Breaking apart individual point percentage
Scott Reynolds over at NHLNumbers.com has written a series of articles on individual point percentage (IPP). Individual point percentage is defined as the number of points an individual has collected divided by the number of goals scored while the player was on the ice. In other words, it is the percentage of goals scored while the player was on the ice that the player either had a goal or an assist on. Scott’s articles are on individual point percentages for 2011-12, individual point percentages for the last 5 seasons and individual point percentages on the power play. Definitely go give them a read, as well as the comments, where some interesting discussions ensued.
At first I was skeptical of the value of IPP because essentially it only tells you how important the player is to the teams offense when the player is on the ice, and not really anything about the actual skill level of the player. A good player with really weak line mates can put up a pretty good IPP even if he isn’t a great offensive player. Or, a good third liner could have a similar IPP as a good first liner, but not be anywhere close to each other in terms of overall talent level. But, upon further thought I figured there would be some value in determining who is leading the offense and who might be deserving of a line promotion (i.e. might be too good for his current line mates) or a demotion (might be holding their line mates back). So, I decided I would look into IPP a bit further. I have calculated IPP for the past 5 years for 5v5 zone start adjusted ice time and only considered forwards with >2500 minutes of ice time over those 5 seasons. The top 30 players in terms of IPP are the following.

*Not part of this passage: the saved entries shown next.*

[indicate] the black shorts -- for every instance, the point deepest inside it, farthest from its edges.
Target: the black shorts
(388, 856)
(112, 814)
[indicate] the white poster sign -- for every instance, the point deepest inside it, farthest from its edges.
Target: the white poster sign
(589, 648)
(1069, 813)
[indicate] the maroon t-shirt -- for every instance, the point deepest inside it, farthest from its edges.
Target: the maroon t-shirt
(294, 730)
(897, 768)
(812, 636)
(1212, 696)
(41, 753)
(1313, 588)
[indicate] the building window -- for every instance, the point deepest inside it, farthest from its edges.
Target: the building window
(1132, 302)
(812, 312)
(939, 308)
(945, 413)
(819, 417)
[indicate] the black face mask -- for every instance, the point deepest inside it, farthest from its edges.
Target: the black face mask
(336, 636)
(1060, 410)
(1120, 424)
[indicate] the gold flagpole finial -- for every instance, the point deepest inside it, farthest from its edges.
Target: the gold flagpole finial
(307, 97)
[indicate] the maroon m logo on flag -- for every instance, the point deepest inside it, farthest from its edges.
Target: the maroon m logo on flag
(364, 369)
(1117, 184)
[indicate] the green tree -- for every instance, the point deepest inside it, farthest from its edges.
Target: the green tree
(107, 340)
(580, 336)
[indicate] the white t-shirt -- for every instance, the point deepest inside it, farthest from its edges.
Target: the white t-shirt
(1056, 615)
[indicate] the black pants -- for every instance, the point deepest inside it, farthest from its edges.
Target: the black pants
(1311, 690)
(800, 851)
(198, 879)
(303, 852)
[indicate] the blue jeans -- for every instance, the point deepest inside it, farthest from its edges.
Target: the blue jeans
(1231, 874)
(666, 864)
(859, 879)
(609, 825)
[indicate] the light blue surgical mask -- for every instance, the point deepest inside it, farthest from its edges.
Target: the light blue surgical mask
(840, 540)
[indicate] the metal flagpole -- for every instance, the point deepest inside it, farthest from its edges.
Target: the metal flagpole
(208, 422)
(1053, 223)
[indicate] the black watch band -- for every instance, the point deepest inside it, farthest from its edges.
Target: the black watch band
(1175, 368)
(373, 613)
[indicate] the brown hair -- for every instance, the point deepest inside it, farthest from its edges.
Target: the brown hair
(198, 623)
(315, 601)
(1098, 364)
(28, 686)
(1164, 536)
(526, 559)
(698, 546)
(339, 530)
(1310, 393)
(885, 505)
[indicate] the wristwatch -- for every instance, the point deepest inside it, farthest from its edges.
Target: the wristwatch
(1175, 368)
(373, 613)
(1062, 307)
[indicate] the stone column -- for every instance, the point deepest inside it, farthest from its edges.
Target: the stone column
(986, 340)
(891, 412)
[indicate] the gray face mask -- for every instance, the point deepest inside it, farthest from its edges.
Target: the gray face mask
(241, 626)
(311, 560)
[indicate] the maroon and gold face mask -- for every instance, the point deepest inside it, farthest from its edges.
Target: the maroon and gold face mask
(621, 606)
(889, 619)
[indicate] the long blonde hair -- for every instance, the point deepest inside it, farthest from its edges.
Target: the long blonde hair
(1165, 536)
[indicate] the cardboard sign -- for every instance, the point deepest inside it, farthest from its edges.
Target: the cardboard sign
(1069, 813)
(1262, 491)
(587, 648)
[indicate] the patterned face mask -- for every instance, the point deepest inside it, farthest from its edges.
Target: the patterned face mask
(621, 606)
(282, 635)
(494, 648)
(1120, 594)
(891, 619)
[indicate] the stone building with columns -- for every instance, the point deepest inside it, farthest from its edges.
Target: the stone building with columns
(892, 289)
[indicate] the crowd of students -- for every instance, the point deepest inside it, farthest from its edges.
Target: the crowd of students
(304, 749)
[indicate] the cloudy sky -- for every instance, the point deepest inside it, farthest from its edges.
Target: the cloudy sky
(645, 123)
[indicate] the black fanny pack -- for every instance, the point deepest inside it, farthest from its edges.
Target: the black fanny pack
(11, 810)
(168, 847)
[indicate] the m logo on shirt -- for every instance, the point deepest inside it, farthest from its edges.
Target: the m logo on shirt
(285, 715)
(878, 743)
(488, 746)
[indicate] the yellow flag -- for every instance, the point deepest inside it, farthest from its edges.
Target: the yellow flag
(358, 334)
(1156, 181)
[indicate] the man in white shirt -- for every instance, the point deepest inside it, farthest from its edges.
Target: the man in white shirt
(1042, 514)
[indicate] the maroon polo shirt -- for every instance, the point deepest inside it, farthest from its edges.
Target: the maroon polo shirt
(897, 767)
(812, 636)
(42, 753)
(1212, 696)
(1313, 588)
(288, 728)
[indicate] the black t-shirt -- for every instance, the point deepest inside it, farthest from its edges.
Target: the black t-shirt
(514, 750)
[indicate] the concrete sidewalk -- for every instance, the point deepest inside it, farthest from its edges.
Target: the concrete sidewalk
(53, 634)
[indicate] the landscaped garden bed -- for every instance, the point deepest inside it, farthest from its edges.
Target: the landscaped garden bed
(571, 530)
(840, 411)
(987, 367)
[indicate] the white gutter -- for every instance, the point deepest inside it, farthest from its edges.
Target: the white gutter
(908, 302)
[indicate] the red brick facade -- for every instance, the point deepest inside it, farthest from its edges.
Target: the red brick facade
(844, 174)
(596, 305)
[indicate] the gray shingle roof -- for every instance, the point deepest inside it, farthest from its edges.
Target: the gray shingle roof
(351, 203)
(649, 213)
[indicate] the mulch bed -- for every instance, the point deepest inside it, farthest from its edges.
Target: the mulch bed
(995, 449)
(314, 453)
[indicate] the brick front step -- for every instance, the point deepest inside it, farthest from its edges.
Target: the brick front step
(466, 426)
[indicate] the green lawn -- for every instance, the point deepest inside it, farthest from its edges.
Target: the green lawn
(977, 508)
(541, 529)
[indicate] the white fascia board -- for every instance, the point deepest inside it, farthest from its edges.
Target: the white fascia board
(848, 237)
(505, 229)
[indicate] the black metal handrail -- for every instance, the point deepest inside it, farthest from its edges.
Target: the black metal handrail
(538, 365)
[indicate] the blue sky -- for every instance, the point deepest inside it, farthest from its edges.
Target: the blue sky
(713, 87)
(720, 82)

The above table is fairly similar to the top players that Scott identified so I won’t go into too much detail. Some guys that Scott identified, such as Jordan Eberle, didn’t make my list because he didn’t make my 2500 minute ice time restriction and because I am using faceoff adjusted ice time (eliminating 10 seconds after a zone face off) the numbers for others are slightly different. But more or less the lists are comparable.
The list above tells us who the guys that control the offense are, but there is a mix of goal scorers and play makers in the list. I wanted to split the list up further because for team building purposes I think it makes sense to want to have a mix of playmakers and goal scorers and not be too heavily weighted towards one over the other. I decided to calculate Individual Goals Percentage (IGP) and Individual Assist Percentage (IAP). Let’s start by looking at the top 30 players in terms of IGP.
There are certainly a few second and third line players sprinkled through the list but generally speaking those are some of the best pure goal scorers in the NHL and save for maybe Crosby they are more known for their goal scoring than their playmaking skills. Now, lets take a look at IAP.
There are a few odd names in there (Tootoo, Mayers) for example, but IAP is clearly doing a pretty good job at identifying the elite playmakers in the NHL.
One of my comments in Scott’s articles was that it might be interesting to reduce the importance, or even eliminate, the second assist as it may not be as important as the first assist. To see the impact of the second assists, let’s take a look at Individual Second Assist Percentage (ISAP).
Looking at the above list, I can’t say the second assist offers anything in terms of determining who the top play makers are. There really is a huge mix of players in that list, very few one would consider quality playmakers. It seems to me that the second assist is probably largely a useless point somewhat randomly distributed among players. So, that led me to looking at just first assists to identify which players are the best playmakers. The following table shows the top 30 players in terms of Individual First Assist Percentage (IFAP).
There were 7 players that were on the IAP list that are not on the IFAP list. Those are Mikko Koivu (85th in IFAP), Wojtek Wolski(81), Trent Hunter(56), Justin Williams(158), Radek Dvorak(113), Patrick Kane (32), Connolly(52), and Eriksson(122). The 7 players that replaced them are Vladimir Sobotka (34th in IAP), Ray Whitney(32), Brandon Sutter(219), Aaron Asham(93), Paul Gaustad(40), TJ Oshie(95), and Jason Spezza(69). Looking at these lists and the changes between IAP and IFAP it is difficult to say whether the IFAP list is better or worse, but my gut tells me that if you can’t tell the difference it is probably best to go with IFAP because everything I understand about hockey tells me that the second assist is almost certainly of lesser importance.
I have a few ideas of where to take this research from here, but as I stated above I have always had an interest in exploring team building from a statistical point of view and being able to statistically identify which players are more playmakers and which players more goal scorers is an important step in that direction. I want to get into exploring whether a line with two goal scorers (i.e. if the Rangers use both Nash and Gaborik on the same line) is counter productive and whether and how much players can improve goal scorers goal production. Too do that I’ll be looking at IPP, IGP and IFAP WOWY’s (with or without you comparisons).